I read The Road by Cormac McCarthy a few years ago, a post-apocalyptic trudge of despair. The line above left a great impression on me, and I adapted it to my life as such: When someone you love dies, the best you can do is pick up their torch and carry the fire – let their shining essence live on through you.
My mentality of carrying the fire is drone-like, similar to ants building an anthill. I pummel myself with those words when I plunge into despair, replacing the pain with duty. Carry the fire. Carry the fire. We’ve got this, Brian. Carry the fire.
It’s not perfect, I still bend, but it helps.

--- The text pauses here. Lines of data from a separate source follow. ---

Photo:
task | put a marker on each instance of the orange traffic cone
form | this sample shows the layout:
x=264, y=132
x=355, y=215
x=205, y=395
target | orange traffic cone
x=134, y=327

I will be fine. Maybe not tonight. But I do hope that my siblings can find a way to do the same. We are all in this together – several runners sharing one torch.
Carry the fire.
–
I’ve thought about how I will try to carry the fire in Brian’s memory. This hurts so much to think about, but he was a great man and this is the best way I know how to honor him.
Having grown up with a core family of four and then three, you gave us 20-plus more. Your family values were something so admirable, I don’t know if I can match it. But I will at the very least be present or available to any Rauter who will have me.
You never said a bad thing about our house and your expertise helped revive my lawn. I will have the best lawn on the block, you’ll see.
At my wedding, you shook your head and said to me, “You’re something else,” after my vows broke open every tear duct in the church. I will continue to be something else – that’s an easy one.
You always took TV suggestions and I hardly gave any, as I do not watch much. But you never believed me about One Punch Man. I’ll have to re-watch it, because I know I was right on that one.
You brought Jimmy, the first dog I ever loved, into my life. I’ll take care of him for the time being.
I cannot pull off the horseshoe mustache. Few can. Or the mullet, for that matter.
I will eat the tomatoes you would have picked off your salad or sent back to the kitchen.
And as for the woman sitting next to me, she really shouldn’t be here, but we’ll make sure she gets back home. Then we have to give her the love and happiness she deserves for the rest of her life – the very same you gave her these short but amazing eight years. I might need some help, but I know together we can carry your fire.